Non, Foulquier n’avait pas cette attitude altière et contre-productive de certaines pointures parigotes. Je pense à celles qui faisaient les gorges chaudes en résumant le Québec et le Canada français à ses voix puissantes de la variété légère, tout en ignorant souverainement nos chansons et nos musiques de création. Bien sûr, le mec assumait son passé de chanson (Ferré, Barbara etc.) mais il restait curieux, sincèrement intéressé par le renouvellement de la forme. Je garde le souvenir d’échanges très instructifs avec lui, doublés d’une grande générosité de sa part et de son équipe – dont Danièle Molko, qui fut son bras droit, femme brillante et passionnée que je tiens en très haute estime – et qui nous offre aujourd’hui un témoignage très touchant à l’endroit de son collègue et grand ami. Je me rappelle aussi avoir assisté à quelques émissions de Pollen, animées par Foulquier en direct de Paris. Un petit inconnu y avait fait alors une première apparition, m’ayant conduit à l’interviewer quelques mois plus tard: Thomas Fersen.

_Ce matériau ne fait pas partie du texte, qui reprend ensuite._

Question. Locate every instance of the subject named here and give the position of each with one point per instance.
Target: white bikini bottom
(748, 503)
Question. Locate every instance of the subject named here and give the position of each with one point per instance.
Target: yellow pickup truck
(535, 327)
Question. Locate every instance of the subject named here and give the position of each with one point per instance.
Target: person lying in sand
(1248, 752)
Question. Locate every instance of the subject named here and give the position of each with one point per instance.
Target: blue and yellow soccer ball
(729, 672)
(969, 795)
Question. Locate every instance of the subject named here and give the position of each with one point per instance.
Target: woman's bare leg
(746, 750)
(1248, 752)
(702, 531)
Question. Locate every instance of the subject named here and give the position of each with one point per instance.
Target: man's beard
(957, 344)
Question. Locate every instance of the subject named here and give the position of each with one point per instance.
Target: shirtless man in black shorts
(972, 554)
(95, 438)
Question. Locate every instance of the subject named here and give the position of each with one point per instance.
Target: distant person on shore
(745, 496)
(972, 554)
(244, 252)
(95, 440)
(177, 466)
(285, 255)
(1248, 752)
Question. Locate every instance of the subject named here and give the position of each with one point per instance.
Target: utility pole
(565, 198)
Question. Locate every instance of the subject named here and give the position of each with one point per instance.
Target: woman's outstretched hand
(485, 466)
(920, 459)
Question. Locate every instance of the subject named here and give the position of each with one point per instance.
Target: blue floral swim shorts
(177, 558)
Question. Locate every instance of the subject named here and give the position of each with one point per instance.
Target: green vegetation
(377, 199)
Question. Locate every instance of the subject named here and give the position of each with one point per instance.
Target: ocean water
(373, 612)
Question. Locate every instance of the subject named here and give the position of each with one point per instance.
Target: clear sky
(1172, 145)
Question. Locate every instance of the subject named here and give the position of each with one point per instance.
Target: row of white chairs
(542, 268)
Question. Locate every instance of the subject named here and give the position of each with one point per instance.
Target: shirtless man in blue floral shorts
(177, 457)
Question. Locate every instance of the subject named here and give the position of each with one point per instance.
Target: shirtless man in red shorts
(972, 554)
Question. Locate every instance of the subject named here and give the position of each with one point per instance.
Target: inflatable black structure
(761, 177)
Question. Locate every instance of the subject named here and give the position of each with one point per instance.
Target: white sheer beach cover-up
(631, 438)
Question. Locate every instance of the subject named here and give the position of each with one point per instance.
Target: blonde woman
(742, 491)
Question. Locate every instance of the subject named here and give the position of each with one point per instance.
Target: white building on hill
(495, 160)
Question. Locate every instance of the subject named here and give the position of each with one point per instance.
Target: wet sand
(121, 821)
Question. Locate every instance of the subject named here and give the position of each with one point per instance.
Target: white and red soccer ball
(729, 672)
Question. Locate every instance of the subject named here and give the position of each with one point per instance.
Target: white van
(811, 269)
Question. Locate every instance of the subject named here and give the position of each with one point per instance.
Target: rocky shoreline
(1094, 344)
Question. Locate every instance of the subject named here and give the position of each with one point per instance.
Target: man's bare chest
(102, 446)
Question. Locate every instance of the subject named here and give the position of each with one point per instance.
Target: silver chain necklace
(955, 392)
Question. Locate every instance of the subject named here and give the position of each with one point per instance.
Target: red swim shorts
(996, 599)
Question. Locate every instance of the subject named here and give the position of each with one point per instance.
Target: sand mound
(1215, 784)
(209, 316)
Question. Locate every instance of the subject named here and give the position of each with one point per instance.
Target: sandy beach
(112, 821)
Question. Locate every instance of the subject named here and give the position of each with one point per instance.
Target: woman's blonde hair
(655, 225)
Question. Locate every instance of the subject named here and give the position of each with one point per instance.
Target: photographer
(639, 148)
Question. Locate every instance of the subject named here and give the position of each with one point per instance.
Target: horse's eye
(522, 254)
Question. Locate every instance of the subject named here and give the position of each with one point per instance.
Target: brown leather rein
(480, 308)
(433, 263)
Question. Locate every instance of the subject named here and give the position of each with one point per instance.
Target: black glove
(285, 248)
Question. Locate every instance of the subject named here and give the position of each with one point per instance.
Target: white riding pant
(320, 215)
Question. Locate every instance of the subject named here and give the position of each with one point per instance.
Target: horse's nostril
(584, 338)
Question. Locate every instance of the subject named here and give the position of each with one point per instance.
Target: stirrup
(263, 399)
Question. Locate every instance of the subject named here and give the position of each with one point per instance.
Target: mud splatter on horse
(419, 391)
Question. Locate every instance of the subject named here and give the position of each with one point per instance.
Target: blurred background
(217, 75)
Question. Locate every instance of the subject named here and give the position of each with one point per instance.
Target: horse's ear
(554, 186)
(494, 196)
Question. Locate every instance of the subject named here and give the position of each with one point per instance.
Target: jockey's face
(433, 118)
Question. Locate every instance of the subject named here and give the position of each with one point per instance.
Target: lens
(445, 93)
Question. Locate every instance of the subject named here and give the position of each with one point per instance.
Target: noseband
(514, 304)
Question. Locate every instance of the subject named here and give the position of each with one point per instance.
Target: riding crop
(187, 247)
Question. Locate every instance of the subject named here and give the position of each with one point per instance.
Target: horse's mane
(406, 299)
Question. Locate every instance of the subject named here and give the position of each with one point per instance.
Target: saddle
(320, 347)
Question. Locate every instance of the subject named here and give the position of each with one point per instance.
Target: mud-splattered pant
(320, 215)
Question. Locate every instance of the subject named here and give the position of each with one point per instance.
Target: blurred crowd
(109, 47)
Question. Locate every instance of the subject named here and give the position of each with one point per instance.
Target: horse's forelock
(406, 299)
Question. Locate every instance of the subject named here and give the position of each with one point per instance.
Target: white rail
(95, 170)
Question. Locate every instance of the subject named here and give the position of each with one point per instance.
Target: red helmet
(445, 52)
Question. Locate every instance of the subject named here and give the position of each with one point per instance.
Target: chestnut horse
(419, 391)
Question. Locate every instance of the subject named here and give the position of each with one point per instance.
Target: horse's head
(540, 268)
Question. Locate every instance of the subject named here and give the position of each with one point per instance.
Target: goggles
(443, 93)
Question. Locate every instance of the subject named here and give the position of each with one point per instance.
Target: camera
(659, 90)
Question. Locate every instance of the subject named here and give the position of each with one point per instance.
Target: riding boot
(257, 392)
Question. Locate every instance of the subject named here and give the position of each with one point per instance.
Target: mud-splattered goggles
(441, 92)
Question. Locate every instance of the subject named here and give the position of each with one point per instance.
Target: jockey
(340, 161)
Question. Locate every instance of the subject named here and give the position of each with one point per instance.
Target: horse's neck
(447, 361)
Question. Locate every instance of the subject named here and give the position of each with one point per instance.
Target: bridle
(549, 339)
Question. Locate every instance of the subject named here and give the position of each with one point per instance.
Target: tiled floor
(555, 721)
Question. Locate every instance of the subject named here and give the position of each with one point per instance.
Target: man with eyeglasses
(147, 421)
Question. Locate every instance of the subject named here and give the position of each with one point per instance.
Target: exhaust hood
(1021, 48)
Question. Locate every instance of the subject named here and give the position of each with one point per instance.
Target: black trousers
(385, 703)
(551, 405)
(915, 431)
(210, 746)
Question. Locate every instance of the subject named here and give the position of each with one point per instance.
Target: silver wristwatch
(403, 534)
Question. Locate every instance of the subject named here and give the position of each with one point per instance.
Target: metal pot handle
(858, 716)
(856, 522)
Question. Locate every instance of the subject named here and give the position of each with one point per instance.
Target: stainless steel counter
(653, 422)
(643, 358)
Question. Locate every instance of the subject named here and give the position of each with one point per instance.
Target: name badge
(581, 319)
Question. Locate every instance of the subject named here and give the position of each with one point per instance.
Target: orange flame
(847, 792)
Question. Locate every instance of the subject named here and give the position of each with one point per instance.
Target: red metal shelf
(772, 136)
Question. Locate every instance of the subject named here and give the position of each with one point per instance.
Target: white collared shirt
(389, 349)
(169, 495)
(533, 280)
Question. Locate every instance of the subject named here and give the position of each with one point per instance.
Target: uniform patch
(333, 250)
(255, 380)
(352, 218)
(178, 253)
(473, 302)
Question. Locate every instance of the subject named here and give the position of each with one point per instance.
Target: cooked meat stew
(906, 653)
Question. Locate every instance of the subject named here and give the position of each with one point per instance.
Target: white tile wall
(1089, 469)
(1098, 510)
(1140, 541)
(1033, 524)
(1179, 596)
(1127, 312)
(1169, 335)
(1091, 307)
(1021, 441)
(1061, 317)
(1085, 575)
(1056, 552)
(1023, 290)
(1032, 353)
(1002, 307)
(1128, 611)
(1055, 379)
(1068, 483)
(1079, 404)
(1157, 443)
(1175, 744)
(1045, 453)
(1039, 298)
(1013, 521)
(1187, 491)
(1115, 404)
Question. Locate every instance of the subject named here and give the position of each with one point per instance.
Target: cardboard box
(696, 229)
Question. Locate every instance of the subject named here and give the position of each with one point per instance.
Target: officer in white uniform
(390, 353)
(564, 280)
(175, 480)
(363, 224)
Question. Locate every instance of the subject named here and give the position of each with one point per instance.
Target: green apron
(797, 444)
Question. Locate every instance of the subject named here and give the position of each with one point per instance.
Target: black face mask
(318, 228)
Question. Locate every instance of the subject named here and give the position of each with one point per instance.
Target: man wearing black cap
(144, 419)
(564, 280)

Pour diverses raisons, je ne suis plus retourné à La Rochelle. Puis l’équipe des Francos rochelaises a plus ou moins cessé de venir aux montréalaises. Pendant quelques années, même, je n’ai plus couvert ces Francos de Montréal empoussiérées, redondantes, plutôt ennuyeuses… pour m’y remettre par la suite, c’est-à-dire lorsque le festival retrouva une nouvelle vigueur. Ce qui n’empêche en rien d’alimenter les bons souvenirs de leurs débuts en présence de leur créateur disparu.